A preliminary analysis indicates that on Monday, Mumbai was still under the influence of the clockwise winds or an anticyclone that has been persisting over the Arabian Sea for almost two months now. These winds tend to bring humidity from the warming Arabian Sea or dust from the Arabian Peninsula and Pakistan depending on exactly where the anticyclone is situated over the sea on any given day. On Monday, it was close to the northern edge of the Arabian Sea and it ramped up the humidity and particulate matter since the morning.

By the afternoon, as the Indian subcontinent warmed up like a popcorn kettle under the scorching sun, the Western Ghats around Nashik managed to fire up a convection cell like kernels of corn popping in the hot kettle. While Nashik itself did not receive any rain, the surrounding Ghats saw heavy rain. The heating due to condensation of moisture began to demand more and more moisture from the Arabian Sea and it also started to sweep in the dust. This created the meld of a dust storm at one end and heavy rain on the other with accelerating winds and rains feeding off each other.

South-westward drift of the rain system

Since the winds were anticlockwise, they began to extend the rain bands from the Ghats down south-westward towards Mumbai. The combination of the dust-loading acting as additional heat pump or cloud condensation nuclei, and the warm, humid air cascading down the Ghats to the coast, likely added to the ferocity of the winds and the rain.
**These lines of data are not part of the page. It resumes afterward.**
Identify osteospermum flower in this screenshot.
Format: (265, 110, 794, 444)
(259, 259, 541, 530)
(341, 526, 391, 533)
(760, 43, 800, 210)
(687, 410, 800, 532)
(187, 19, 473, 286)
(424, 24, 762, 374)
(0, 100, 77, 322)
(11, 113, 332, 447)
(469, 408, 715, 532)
Details are yet to emerge in terms of the processes and the location of the maximum rain – whether it was on the Western Ghats or over the city itself.

Weather station data indicates that Mulund received over 75mm of rain while Powai received only about 34mm. Many parts of Mumbai saw much less rain or even no rain at all. The question then is whether this was just a freak event, or is this part of a weather change that is an emerging pattern.

Middle East warming and Mumbai’s changing weather

I am part of a group that is conducting a series of studies which have been pointing out that the rapid warming over the Middle East or West Asia has been pulling the southwesterly winds over the Arabian Sea northward of its usual location. And this northward pull and the wind shift occurs in March-April-May. The wind shift is causing the warming of the northern Arabian Sea at a fast pace.

The dust storm of January 2022 that covered large parts of Mumbai, Western Ghats and Pune, is still fresh in people’s minds. Monday’s dust storm produced another flavour of the interactions between the Middle East warming, Arabian Sea winds, a dust storm, gusts of wind and sudden pre-monsoon rains over Mumbai. The warming Arabian Sea also contributed to last year’s October heat and is likely to do so again this year.

Change is blowin’ in the wind

It can be expected that the Middle East warming will continue, and it will continue to influence the winds over the Arabian Sea during the pre-monsoon as well as during the monsoon and the post-monsoon. The impact of the Arabian Sea warming and the northward shift of the southwesterly winds are now being manifest as increased instances of extreme rainfall events over northwest India and Pakistan.

Pakistan has seen a large-scale flood every year since 2010. Northwest India too is facing erratic pre-monsoon activities and crop damages as well as heavy monsoon rains. While the climatic impacts cannot be controlled, predicting them well and issuing reliable early warnings is our best strategy.

Given that this phenomenon will continue or even worsen the heat and rainfall extremes over northern Western Ghats and northwest India, adaptions to better manage agriculture, water, energy, health, and such are critical. As for Mumbai, mitigating urban heat island effects with green cover and anti-flooding measures should take top priority.